Beyond the capability of the proposed algorithm, this paper shows a possible aspect of crowdsourced data to provide a new avenue for meteorological sensing. Crowdsourced data are now widely available and are considered as a potential addition to traditional observations [
15]. With the crowdsourced data, the proposed visibility estimation algorithm would be an economical approach compared to these deployed monitoring sites. As we have shown, current photographs crawled from the Internet could be used to provide real-time visibility estimates, such as long-term and large spatial coverage for monitoring. Additionally, because of the enormous amount of potential data available on the web (e.g., social media platforms like the Sina Weibo platform, Twitter, or Facebook), crowdsourcing approaches could be very effective to provide data on a small spatial scale and time granularity. Nevertheless, crowdsourced data and presented results in our study are limited to the city level because of the privacy issue; this is a problem that is relevant to many crowdsourcing endeavors, where crowdsourced observations are intended to discover potential information that may not align with the commercial intent and privacy protections of these social media platforms. Although data availability is a major concern, it does not preclude the use of such data in many studies. For example, to perform a large-coverage and fine-scale meteorological monitoring, smartphone applications or crowdsourced platforms could be deployed coupled with the proposed algorithm.
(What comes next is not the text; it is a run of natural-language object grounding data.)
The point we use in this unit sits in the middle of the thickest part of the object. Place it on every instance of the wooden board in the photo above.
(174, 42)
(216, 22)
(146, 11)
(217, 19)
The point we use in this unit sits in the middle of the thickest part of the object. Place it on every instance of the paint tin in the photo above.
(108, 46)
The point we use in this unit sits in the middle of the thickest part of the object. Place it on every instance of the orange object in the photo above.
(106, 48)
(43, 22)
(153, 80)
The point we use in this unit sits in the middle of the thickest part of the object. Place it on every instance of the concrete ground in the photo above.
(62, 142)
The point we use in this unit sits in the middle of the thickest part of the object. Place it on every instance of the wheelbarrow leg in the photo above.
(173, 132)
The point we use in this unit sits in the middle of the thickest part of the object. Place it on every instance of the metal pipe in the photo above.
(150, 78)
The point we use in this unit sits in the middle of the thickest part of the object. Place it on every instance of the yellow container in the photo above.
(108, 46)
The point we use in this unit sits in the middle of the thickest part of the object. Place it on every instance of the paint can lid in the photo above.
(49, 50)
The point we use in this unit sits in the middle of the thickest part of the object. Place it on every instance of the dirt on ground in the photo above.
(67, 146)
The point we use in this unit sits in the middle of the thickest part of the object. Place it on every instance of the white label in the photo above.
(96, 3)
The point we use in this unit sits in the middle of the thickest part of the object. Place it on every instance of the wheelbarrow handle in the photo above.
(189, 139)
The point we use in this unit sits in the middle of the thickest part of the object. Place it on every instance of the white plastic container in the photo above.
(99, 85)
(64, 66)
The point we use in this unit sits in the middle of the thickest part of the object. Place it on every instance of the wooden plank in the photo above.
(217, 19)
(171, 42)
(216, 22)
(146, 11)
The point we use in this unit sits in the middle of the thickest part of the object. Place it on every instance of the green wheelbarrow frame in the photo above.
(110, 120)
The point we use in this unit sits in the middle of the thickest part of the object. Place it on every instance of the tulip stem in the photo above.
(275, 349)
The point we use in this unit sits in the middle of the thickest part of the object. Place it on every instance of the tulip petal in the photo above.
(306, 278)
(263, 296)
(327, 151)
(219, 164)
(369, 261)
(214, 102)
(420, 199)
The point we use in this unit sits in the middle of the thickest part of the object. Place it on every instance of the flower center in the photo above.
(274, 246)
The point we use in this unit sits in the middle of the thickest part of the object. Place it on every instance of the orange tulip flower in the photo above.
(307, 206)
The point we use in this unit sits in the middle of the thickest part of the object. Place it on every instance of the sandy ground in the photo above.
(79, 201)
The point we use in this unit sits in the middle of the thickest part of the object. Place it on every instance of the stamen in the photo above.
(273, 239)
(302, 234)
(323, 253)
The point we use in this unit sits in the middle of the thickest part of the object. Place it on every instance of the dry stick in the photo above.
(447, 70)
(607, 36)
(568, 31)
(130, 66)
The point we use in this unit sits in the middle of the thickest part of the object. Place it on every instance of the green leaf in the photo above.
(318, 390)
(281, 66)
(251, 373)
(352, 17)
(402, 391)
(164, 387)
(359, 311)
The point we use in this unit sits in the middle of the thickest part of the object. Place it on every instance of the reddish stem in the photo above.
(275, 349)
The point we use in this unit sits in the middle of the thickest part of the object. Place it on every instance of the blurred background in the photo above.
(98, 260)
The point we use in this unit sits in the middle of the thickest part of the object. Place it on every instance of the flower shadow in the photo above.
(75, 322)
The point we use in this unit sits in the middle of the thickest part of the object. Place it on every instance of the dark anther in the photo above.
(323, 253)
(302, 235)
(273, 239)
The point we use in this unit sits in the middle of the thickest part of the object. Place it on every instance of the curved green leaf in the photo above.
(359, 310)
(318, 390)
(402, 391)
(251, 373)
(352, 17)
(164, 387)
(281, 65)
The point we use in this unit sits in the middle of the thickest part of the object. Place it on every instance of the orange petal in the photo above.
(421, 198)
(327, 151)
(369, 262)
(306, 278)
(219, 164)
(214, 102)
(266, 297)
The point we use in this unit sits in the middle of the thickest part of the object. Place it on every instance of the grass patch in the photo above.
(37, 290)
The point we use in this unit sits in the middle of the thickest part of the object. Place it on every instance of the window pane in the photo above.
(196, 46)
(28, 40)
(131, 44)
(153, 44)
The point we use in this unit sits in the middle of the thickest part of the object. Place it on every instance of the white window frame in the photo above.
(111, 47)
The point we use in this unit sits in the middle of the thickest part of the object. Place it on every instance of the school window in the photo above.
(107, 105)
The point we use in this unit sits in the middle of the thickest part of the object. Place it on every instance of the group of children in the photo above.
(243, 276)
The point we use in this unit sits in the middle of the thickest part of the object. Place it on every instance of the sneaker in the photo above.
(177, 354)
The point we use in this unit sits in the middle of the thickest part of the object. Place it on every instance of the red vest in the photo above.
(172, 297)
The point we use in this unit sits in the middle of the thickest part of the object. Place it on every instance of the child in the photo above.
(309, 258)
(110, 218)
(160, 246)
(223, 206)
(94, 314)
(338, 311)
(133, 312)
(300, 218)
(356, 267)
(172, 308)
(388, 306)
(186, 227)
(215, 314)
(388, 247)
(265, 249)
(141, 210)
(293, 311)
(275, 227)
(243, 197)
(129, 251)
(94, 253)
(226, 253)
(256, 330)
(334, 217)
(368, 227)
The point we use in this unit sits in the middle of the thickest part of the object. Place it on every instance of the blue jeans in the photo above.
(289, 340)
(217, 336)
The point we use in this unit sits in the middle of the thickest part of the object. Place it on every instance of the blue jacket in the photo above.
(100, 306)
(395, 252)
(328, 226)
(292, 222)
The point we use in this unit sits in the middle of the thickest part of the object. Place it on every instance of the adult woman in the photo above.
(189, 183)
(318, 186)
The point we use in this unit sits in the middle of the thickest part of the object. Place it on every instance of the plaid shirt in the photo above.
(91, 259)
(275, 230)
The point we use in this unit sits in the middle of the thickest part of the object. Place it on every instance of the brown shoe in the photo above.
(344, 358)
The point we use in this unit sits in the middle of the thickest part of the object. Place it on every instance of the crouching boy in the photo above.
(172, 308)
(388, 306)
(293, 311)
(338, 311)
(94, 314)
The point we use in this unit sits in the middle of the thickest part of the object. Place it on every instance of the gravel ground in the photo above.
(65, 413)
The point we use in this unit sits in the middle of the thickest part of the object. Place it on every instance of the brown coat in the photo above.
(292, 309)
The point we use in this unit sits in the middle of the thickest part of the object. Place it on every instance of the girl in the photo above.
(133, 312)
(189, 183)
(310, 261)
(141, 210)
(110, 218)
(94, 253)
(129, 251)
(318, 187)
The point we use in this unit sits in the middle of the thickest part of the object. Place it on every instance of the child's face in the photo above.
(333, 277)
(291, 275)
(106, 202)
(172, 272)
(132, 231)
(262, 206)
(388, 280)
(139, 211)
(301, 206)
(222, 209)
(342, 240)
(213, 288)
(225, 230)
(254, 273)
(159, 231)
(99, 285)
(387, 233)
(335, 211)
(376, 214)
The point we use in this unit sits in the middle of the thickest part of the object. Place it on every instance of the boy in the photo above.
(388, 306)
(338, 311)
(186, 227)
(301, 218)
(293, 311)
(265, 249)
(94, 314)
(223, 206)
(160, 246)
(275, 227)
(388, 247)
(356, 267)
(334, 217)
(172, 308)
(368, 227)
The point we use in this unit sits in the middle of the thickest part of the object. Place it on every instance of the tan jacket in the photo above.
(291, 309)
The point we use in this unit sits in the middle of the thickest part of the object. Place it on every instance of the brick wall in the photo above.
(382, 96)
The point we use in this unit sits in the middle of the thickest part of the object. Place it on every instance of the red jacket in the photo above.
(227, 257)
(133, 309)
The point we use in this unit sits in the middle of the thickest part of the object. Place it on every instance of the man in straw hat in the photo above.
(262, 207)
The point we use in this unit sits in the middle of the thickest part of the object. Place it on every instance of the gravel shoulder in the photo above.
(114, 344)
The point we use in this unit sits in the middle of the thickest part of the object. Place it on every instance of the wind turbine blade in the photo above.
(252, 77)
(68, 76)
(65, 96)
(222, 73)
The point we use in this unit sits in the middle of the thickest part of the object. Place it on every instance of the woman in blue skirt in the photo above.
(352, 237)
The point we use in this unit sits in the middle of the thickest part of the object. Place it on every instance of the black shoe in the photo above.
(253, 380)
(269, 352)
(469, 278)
Although the proposed algorithm provides a potential avenue for monitoring the surrounding atmosphere in a crowdsourced way, it is still perhaps best viewed as an approach to supplement rather than replace the ground-based measures in the context of some limitations and assumptions. First, the proposed algorithm assumes relatively steady atmospheric conditions (e.g., clear air, haze, or fog), where pixel luminance can be modeled as the aggregate effect of scattering by numerous small particles. This assumption does not hold under precipitation (rain, ice, and snow), where scattering is dominated by large, non-spherical particles. Raindrops are individually detectable and often introduce motion streaks, while snow produces even more complex scattering due to its irregular grain shapes. These dynamic effects cannot be adequately captured by standard haze or nighttime haze models. Future work may address these conditions by integrating stereo imagery or auxiliary meteorological data. Second, the geotagged information of crowdsourced data are scarce (only city-level data are available) owing to the data availability and privacy issue. The potential heterogeneities within the city for characterizing the changes on a finer scale might not be presented. If crowdsourced data with precise geotagged information become available in the future, we will be able to make fine-grained observations in space and time. Nevertheless, this study is geared toward providing an alternative method for measuring the visibility in a low-cost manner in near real-time, and its effectiveness proves the validity of this algorithm in providing accurate nighttime visibility estimates. Third, in this work, edge intelligence refers to the use of citizen smartphones as distributed sensors, where images captured and shared online provide real-time atmospheric data from the network edge. Our focus is algorithmic, and while on-device deployment was not tested here, it remains an important direction for future work.